呉下の阿蒙に非ず

中国の三国時代に、呂蒙(りょもう)という猛将がいました。
有名な赤壁の戦いなど、いくつもの大きな戦いで功績を残す武将でしたが、教養が全くなく、主君の呉の孫権から教養の大切さを諭されます。
それから猛勉強をし、久しぶりに会った呉の参謀・魯粛(ろしゅく)からの質問に次々と答え、
「呉下(ごか)の阿蒙(あもう)に非(あら)ず」(呉にいた頃の蒙君とまったく違う)
と魯粛や孫権を驚かせます。
その後魯粛の後を継ぎ、呉の参謀となり、文武両道の武将になります。

呂蒙は、成人してから勉学に励んで、短期間に成長した人物の代表になりました。
逆に、「呉下の阿蒙」とは、進歩のない人間のことを言います。

最近そろばん教室には、成人の生徒が増えてきて、小さな子と一緒に、そろばんの初歩から学んでいます。
就職するまでの半年間という制約の元に週三日通ってきている大学生は、半年もしないで、まったくの初歩から三級合格まで一気に上達し、残りの一ヶ月で二級合格を目指しています。
元々「呉下の阿蒙」とは違って勉強に馴れているとはいえ、ものすごい進歩です。
一般のお勤めをしながらや主婦の仕事の合間に練習をしている人もいます。
年齢に関係なく、自分の能力を伸ばしたいと思えば、いつでもできるのです。
仕事が忙しい、時間がない、もう手遅れ、などと言い訳を言う前に、やりたいことがあるなら、まずやってみることです。
親になると子どもに依存して、自分でやりたいことまで子どもにやらせたり、自分をごまかしてしまいがちです。
いくつになっても、自分がいいと思ったことは、自分でやればいいんです。
子どもは子どもで頑張ればいいように、親は親で、死ぬまで自分の可能性を信じるべきです。

とはいえ、まだまだ大きな期待をかけられる子どもがいると、どうしても子どもに予算も時間も取られ、親にまでお金も時間もかけられないのが現状でしょう。
どんなに予算や時間をかけても、勉強嫌いの「呉下の阿蒙」ばかりを育ててしまっている親としては、これ以上子どもにかけるよりは、自分にかけた方がマシ、と親としてはあきらめムードもあるのですけどね。

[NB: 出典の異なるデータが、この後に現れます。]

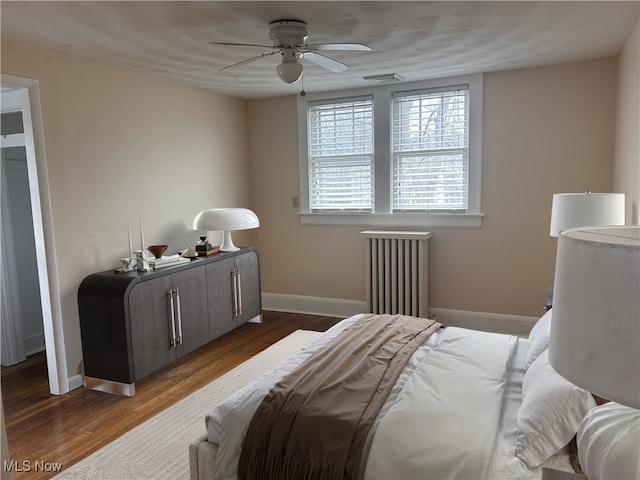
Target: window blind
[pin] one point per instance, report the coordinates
(430, 150)
(340, 142)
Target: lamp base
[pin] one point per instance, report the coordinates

ところが最近、勉強嫌い、学校はもっと大嫌いの長女が、勉強したいことがあると言い出しました。
漫画家はあきらめたのか、イラストやデザインの勉強をしたり、そういう関連の仕事で実地に勉強したら、という周囲のうるさい声にうんざりしたのか、アートセラピーを勉強して、子どもを相手にした仕事をしたい、というのです。
一見強そうで実は精神的に非常に脆いので、本人が一番セラピーを求めているのかもしれませんが。長男が保育士や学校の先生になりたいと言ってたときは、子ども相手によく仕事できるもんだ、自分は絶対無理、と言ってたのに。

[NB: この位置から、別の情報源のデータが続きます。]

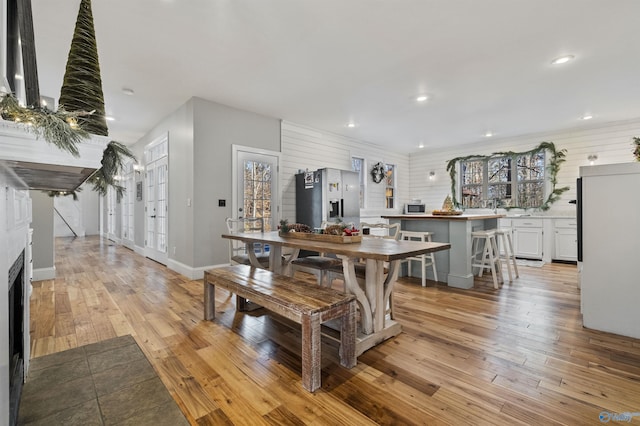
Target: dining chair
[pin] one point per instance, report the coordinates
(318, 265)
(425, 260)
(237, 249)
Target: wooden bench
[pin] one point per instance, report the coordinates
(307, 304)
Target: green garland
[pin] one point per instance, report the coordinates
(59, 129)
(556, 159)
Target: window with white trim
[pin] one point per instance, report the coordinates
(390, 186)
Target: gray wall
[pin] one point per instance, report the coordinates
(42, 224)
(90, 207)
(217, 128)
(201, 134)
(179, 127)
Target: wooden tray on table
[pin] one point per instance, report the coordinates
(446, 213)
(340, 239)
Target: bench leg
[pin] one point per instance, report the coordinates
(348, 338)
(209, 300)
(311, 358)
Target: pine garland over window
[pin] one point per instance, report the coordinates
(556, 158)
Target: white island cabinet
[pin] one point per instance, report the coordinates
(527, 238)
(566, 239)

そろばん教室とは言え、子ども達の愚痴を聞いたり、鬱憤晴らしの場でもある教室を見て、面白いと思ってしまったのでしょうか。
もっとも、こちらはセラピーどころか子どもと同レベルで、言ってることに突っ込みを入れる、という漫才のノリで相手しているだけですけど。
答え合わせとか集中している時は、ろくに返事もしないので、子ども達からは生徒を差別してるんじゃないか、と非難されることもありますし、そんな反面教師を見てるから、かえって子ども相手の仕事を目指したがるんでしょうか。

何にせよ、いくつになっても、目指すものがあるということは良いことです。
自分で目指したからには、最後まで達成してほしいものです。

残り二人の「呉下の阿蒙」たちは、時々仲良く?ゲームをしています。
『三国無双』で、瀕死の状態で呂蒙に向かっていこうとするので、
「何やってるの?そんな状態で呂蒙に勝つのは無理だよ。呂蒙って強いんだよ」
と言うと、
「そんな無駄知識はいらねえ!」
と言われてしまいました。
三国志マニアが命名した長男は、三国志トリビアへの拒絶反応が強いのです。